The leadership teams I work with rarely argue against alignment. Everyone nods along when we talk about shared goals and consistent messaging. The problem is in the doing.

  • Staying in your lane feels safer. It’s easier to hit your own KPIs and ignore the knock-on effects.
  • Information is fragmented. Each function sees part of the picture but not the whole.
  • Delegation is patchy. Some managers hoard decisions, others abdicate. Both create misalignment.
  • Meetings are badly designed. Time gets wasted, so leaders opt out, and alignment suffers.
  • Feedback is avoided. Misaligned behaviours go unchallenged until they’re entrenched.
  • Training is underfunded. Everyone’s “too busy” to build shared skills and language.

Grove’s genius is showing that these aren’t side issues – they are management. Neglect them, and output falls.

Challenge

Draw two concentric circles:

  • Inner circle: your team’s output.

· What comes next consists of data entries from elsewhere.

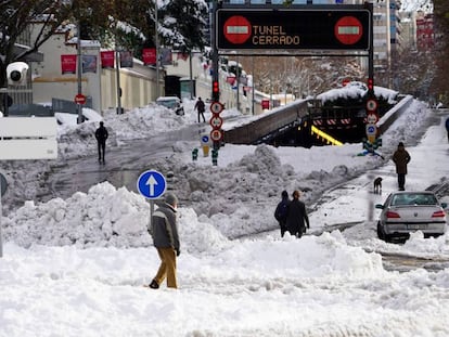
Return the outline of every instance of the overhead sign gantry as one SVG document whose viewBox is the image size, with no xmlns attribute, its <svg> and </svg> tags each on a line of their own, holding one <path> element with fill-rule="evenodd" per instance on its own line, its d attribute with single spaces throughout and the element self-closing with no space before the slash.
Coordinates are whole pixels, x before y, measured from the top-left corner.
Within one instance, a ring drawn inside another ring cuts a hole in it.
<svg viewBox="0 0 449 337">
<path fill-rule="evenodd" d="M 367 9 L 217 11 L 219 50 L 368 50 Z"/>
</svg>

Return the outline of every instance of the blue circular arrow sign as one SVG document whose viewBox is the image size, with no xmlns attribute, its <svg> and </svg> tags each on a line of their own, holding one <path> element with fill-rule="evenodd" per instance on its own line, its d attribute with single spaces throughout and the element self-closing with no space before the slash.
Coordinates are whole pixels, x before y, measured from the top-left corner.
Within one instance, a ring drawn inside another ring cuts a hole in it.
<svg viewBox="0 0 449 337">
<path fill-rule="evenodd" d="M 147 170 L 140 174 L 137 187 L 145 198 L 156 199 L 165 193 L 167 181 L 161 172 Z"/>
</svg>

List the top three results you’re responsible for.
  • Outer circle: other teams influenced by your decisions, processes, or behaviours.

Think about your outer circle.

  • Who outside your team is directly affected by how you operate?
  • Where could you spend one hour this week that would save dozens of hours for another team?
  • What ripple could you create if you gave more context, raised your standards, or fixed a process at the boundary between teams?

Write down one action that expands your impact beyond your lane. That’s where alignment begins.

Bring this exercise into your next leadership meeting. Share your circles. You’ll quickly see where alignment is thin, and where small changes could create big leverage.

Reflection

High Output Management may be four decades old, but it’s still one of the best alignment manuals out there. Grove understood that managers aren’t paid to look after their own corner. They’re paid to multiply effectiveness across the whole organisation.

That’s the essence of alignment. Clear information. Shared context. Effective delegation. Consistent standards. Well-designed meetings. Honest feedback. Cascading goals. Proper training. And the constant awareness that your job is bigger than your team.